Утверждают неспроста:Мост наш – просто красота,В мире лучше нет моста;

то о том, что вражескими батареями руководит какой-то англичанин; то прошел слух о том, что потоплено два парохода; то о злополучной гибели бедной дурочки, героини многих уличных событий, причем известие о ее смерти произвело самое сильное впечатление на детей, которые вдруг поняли, что уже никогда больше не увидят, как она, размахивая своей шляпой, бежит впереди военного оркестра.

Двери домов не запирались ни днем, ни ночью; часы на улицах остановились, и по ночам только гулкие, как удары колокола, разрывы бомб отмечали тягучее, невеселое течение времени.

– С минуты на минуту ждут Морьонеса. Микаэла, я видел дым!

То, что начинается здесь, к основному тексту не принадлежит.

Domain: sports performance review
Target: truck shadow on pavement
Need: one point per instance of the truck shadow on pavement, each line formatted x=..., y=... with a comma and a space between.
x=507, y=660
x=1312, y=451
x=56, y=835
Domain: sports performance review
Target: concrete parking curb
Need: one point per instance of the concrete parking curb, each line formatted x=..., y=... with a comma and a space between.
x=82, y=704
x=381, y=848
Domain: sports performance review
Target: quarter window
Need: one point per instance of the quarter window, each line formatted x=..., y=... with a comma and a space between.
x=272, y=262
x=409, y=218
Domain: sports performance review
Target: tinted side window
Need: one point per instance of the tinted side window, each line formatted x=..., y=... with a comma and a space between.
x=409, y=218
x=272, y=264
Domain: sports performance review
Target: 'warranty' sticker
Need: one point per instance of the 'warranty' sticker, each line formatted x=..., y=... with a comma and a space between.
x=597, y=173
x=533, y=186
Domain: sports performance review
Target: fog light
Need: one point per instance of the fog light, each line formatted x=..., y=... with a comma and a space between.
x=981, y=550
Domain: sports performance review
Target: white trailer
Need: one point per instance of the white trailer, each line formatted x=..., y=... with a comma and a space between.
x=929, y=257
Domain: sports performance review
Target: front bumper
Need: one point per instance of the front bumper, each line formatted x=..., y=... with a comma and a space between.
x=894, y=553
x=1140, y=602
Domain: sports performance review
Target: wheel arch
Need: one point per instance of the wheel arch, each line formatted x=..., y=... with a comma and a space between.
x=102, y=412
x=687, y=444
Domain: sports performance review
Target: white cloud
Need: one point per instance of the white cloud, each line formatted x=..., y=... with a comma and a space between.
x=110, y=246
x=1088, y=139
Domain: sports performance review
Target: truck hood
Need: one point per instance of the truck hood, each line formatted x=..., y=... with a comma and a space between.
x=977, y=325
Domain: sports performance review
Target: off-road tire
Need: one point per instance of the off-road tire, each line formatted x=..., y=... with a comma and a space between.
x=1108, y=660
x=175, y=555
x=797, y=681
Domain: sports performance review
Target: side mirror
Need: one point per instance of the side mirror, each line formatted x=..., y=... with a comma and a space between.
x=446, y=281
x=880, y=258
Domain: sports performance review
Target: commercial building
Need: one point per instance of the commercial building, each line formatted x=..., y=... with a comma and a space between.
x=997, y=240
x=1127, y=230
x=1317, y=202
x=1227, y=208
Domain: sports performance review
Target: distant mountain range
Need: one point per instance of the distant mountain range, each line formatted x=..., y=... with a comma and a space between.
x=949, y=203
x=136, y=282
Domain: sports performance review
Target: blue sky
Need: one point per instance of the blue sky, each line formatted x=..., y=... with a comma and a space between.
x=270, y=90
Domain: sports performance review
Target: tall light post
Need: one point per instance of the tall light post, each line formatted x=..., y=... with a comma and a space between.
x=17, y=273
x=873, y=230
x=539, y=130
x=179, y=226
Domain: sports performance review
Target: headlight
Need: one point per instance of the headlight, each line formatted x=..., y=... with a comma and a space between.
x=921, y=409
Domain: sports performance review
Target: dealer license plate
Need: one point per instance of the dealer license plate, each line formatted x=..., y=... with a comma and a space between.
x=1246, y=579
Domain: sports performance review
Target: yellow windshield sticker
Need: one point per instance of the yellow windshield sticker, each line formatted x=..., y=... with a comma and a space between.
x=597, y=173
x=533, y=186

– Что это за дым, Эпифанио?

– Это наши стреляют… Там, в госпитале, у нас собралась компания сведущих людей, и мы все научно рассчитали: кто и где…

– Вы думаете, они прорвутся?

– Кто, наши? Да им нечего и прорываться… Разве те?

В город наш непобедимыйНе войдет вовек Бурбон.Лишь сровняв дома с землею,
Сможет взять наш город он.

Ну-ка, ребята, давайте-ка эту, новую:

Да здравствует дон Карлос —Но только без башки!Да здравствуют карлисты,Что накладут в портки!

На пятый и шестой день обстрелы усилились. После одного из залпов на город упало восемьдесят три бомбы, оглушительный звук от взрыва которых сильный южный ветер разнес во все концы. Часто две или три бомбы, падая рядом, взрывались одновременно. Казалось, что город рушится, что стены домов скоро не выдержат. Донья Микаэла беспрестанно плакала, а ее дочь, не в силах ни на мгновенье сосредоточиться на чем-либо конкретном, ожидала последнего часа.

Битые стекла на улицах хрустели под ногами; донья Марикита бродила по развалинам, собирая дрова, чтобы сэкономить уголь.

– Это катастрофа! Катастрофа! Понимаешь, Эпифанио? Катастрофа! – восклицал дон Хуан. – Сколько трудов пошло прахом! А если они возьмут город, будет и того хуже. Прощай тогда наша торговля! Какая торговля без свободы.

А когда однажды он услышал, как дочь говорит, что стекольщики теперь тоже неплохо зарабатывают, все читанное у Бастиа вдруг припомнилось ему и он разразился длинной речью по поводу софизмов, основанных на несведущести в том, что невидимо, а под конец вновь принялся твердить, что это катастрофа, катастрофа, совершеннейшая катастрофа.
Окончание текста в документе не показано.